Kökü kurumaya başlamış bir fidan için umut tehlikeliydi çünkü umut sadece acı verirdi, kanayan bir yaraya tuz basıp, iyileşmesini beklemek gibiydi. Oysa binlerce ağaç vardı, iyi bir bakıcısı olan, yapraklarının ucuna kadar sevilen, umursanan, büyümesi için elden gelen her şeyin yapıldığı binlerce fidan vardı ama bazıları şanssızdı. Kötülük içerisinde atıyorlardı hayatlarının ilk filizlerini. Ölüme terk edilirlerdi, suçsuz ve duruydular ama yavaş yavaş kötülük öyle bir işlerdi ki her bir parçalarına ilk yaprakları giderdi, güçlenmelerine izin verilmeden dalları koparılırdı, sonra sıra gövdelerine gelirdi ve en son kökler...

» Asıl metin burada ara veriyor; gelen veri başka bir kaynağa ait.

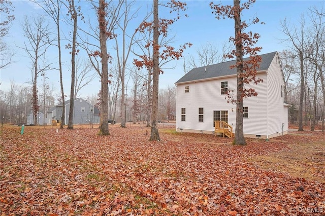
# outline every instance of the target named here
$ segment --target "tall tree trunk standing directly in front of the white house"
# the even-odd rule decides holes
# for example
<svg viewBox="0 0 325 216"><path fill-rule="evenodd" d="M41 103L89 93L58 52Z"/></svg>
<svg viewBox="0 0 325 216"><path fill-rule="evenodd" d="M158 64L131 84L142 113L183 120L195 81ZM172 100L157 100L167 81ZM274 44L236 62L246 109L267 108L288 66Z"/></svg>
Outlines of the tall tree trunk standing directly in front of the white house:
<svg viewBox="0 0 325 216"><path fill-rule="evenodd" d="M243 106L244 100L242 94L244 91L244 82L241 74L243 73L243 45L241 34L241 17L240 17L240 1L234 0L235 11L235 41L236 41L236 65L237 65L237 107L236 107L236 131L235 145L246 145L243 128Z"/></svg>

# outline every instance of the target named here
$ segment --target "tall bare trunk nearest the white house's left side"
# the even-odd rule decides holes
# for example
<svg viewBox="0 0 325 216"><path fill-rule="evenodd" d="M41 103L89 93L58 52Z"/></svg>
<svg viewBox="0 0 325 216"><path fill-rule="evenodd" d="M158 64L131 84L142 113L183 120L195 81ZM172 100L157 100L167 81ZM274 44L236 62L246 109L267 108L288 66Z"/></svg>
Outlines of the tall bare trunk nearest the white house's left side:
<svg viewBox="0 0 325 216"><path fill-rule="evenodd" d="M158 0L153 0L153 83L152 83L152 114L151 134L149 140L160 140L157 128L158 116L158 83L159 83L159 19Z"/></svg>

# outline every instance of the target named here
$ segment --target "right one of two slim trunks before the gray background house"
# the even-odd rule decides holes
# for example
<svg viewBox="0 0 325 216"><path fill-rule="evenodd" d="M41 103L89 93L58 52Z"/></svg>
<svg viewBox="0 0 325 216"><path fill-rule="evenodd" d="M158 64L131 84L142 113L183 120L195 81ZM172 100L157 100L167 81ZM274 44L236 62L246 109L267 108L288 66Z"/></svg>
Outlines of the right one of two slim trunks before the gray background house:
<svg viewBox="0 0 325 216"><path fill-rule="evenodd" d="M73 36L72 36L72 53L71 53L71 90L70 90L70 109L68 129L73 129L73 111L74 111L74 92L75 92L75 73L76 73L76 38L77 38L77 12L75 8L75 1L71 0L71 16L73 18ZM64 98L63 98L64 100ZM64 109L64 107L63 107Z"/></svg>

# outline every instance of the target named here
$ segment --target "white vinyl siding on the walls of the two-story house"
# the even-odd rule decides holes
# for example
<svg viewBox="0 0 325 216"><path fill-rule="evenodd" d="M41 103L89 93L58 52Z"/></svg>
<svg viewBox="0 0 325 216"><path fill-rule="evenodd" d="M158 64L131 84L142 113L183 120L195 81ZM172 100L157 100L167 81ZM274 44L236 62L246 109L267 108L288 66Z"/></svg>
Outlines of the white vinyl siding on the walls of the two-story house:
<svg viewBox="0 0 325 216"><path fill-rule="evenodd" d="M284 83L282 71L276 58L277 55L267 71L257 73L256 77L262 78L263 83L245 85L247 89L254 88L257 96L244 98L244 107L247 107L247 118L243 118L244 134L269 136L282 133L282 123L284 123L283 130L288 130L288 109L283 106L283 93L281 97L281 86ZM214 111L227 111L228 124L233 127L233 132L235 132L236 104L228 103L225 95L220 94L221 82L227 82L228 90L233 91L236 96L236 76L177 84L177 130L182 128L212 133L214 132ZM185 86L189 86L191 89L190 94L184 92ZM182 107L186 108L188 116L186 122L181 121ZM198 124L199 107L204 107L204 122L200 122L200 124Z"/></svg>

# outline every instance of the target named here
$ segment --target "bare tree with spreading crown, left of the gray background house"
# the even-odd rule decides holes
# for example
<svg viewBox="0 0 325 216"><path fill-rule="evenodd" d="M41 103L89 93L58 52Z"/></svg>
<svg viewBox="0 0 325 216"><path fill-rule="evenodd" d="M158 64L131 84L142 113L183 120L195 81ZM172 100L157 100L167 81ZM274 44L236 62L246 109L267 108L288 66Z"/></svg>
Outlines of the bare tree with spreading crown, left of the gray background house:
<svg viewBox="0 0 325 216"><path fill-rule="evenodd" d="M39 112L37 78L45 68L49 67L49 65L46 65L40 68L39 59L45 55L47 48L53 41L50 39L51 31L49 24L45 20L42 16L32 17L31 19L25 17L25 22L22 26L27 43L25 42L25 46L20 48L26 51L32 61L32 110L34 124L38 124L37 114Z"/></svg>

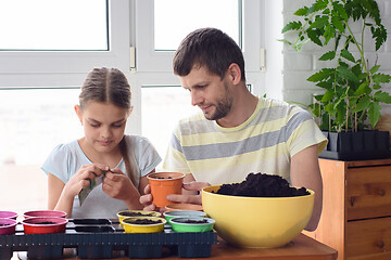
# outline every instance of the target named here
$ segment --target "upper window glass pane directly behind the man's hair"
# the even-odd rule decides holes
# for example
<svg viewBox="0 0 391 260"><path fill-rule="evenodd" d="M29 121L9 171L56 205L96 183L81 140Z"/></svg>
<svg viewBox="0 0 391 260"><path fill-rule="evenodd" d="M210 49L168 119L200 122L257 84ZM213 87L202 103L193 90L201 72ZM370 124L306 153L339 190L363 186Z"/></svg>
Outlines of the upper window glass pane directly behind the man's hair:
<svg viewBox="0 0 391 260"><path fill-rule="evenodd" d="M219 28L241 46L240 3L238 0L155 0L154 49L174 51L189 31L202 27Z"/></svg>

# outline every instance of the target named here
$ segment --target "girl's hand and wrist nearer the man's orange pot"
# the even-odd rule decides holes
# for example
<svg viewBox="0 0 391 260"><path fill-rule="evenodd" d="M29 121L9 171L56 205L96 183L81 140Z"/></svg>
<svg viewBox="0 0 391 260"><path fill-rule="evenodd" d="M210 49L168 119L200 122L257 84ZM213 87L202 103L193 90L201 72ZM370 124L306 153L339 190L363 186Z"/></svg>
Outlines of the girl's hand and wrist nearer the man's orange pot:
<svg viewBox="0 0 391 260"><path fill-rule="evenodd" d="M119 169L115 168L105 173L102 190L112 198L124 200L128 208L140 209L140 193Z"/></svg>

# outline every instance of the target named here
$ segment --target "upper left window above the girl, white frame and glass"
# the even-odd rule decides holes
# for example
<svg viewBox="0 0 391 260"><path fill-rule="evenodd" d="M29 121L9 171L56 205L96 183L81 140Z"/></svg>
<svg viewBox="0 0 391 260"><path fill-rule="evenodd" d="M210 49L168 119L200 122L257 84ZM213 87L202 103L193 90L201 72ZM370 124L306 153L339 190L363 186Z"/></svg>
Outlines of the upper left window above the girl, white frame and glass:
<svg viewBox="0 0 391 260"><path fill-rule="evenodd" d="M129 70L129 58L126 58L129 56L129 1L15 0L1 2L0 88L74 87L80 84L85 75L92 67L108 66L117 67L125 72ZM17 10L14 9L14 2L18 4ZM8 4L5 5L5 3ZM35 4L40 6L43 3L45 8L35 10ZM68 8L65 9L64 6ZM65 25L64 23L56 23L55 17L48 15L51 12L59 12L59 8L65 14ZM34 10L33 17L28 12L31 10ZM17 15L25 12L27 13L26 16ZM4 15L5 13L10 13L10 15ZM74 16L77 18L81 14L84 15L80 18L81 21L77 22L80 28L77 30L77 35L72 29L72 21ZM20 22L14 23L13 17L18 17ZM38 17L46 17L47 21L39 22ZM61 17L60 20L63 20ZM7 20L11 20L12 23ZM97 24L91 25L90 20ZM29 35L34 28L26 26L29 24L41 26L41 23L47 25L45 29L48 31L34 30L34 35ZM51 23L55 24L55 28L48 26ZM25 27L28 28L27 31L23 31ZM64 28L72 29L72 36L67 42L63 39L58 40L56 38L60 36L55 36L63 35ZM97 32L97 29L100 32ZM20 30L21 32L18 32ZM16 42L16 44L14 41L4 40L3 37L7 34L11 34L17 41L26 41L26 43ZM37 38L41 37L45 38L39 43ZM91 44L91 42L86 42L88 38L99 40ZM81 42L85 43L81 44ZM14 46L11 46L12 43ZM24 51L15 51L16 49L24 49ZM62 50L56 51L60 49Z"/></svg>

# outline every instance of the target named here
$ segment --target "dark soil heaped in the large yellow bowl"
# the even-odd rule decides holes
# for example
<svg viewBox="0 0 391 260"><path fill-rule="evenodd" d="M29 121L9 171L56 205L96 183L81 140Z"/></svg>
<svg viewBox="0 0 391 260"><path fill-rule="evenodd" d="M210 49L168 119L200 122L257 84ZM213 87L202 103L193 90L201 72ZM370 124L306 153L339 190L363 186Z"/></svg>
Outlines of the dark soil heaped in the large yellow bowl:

Uzakta bir ev vardı. Bahçesi yüksek duvarlar ile örülmüş, süs olsun diye dikilen kırmızı çiçekli, dikenli sarmaşıklarla sarılmış, bakımsız, küçük bir ev. Köhne bir yerdeydi, kimsecikler yoktu çevresinde. Masallardaki yalnız, kötü cadının evi misali. Sadece tek bir adam yaşıyordu o evde. Kim Taehyung. Kim Taehyung bu uzak evde yalnız başına yaşıyordu. Kendi varlığından, kendi hayatından bir tek kendisi haberdardı. Tenha bir evde, herkesten uzak bir hayatın içerisinde yaşıyordu. Ses çıkarmadan, gizlice. Kendince yaşıyordu, rutinleri vardı, memnundu hayatından.

Her sabah, şimdi de olduğu gibi erken vakitte dışarı çıkar, evinin küçük balkonunda oturur, kahvesini yudumlayıp, yaktığı sigarasını ciğerlerine çekerdi.Soğuk havanın tenine işlemesini umursamadan. Soğuk ona güzel hissettirirdi. Soğuk, temiz ve netti.

Balkonda küçük, beyaz, sallanan bir tahta sandalye vardı, burası Taehyung'un alanıydı, evinde en sevdiği ve en çok vakit geçirdiği mekan burasıydı ve şimdi yine, her sabah yaptığı gibi o basit, tahta sandalyeye bacaklarını kendisine çekerek oturmuş, göğüs hizasına kadar çektiği dizlerinin üzerine sola doğru çevirdiği başını narince yerleştirmişti; uzun, zarif parmakları arasında yarısına gelmiş sigarası duruyordu. Ciğerlerini her içine çekişinde yakacak kadar ağır olan bir sigaraydı bu, baş döndürüyordu. Ne kadar sert ise o kadar iyi hissettiriyordu. Kim Taehyung öylece otururken, kahvesinin ve sigarasının kokusu birbirine karışıyor ve soğuk hava duyu organlarını işgal ediyordu.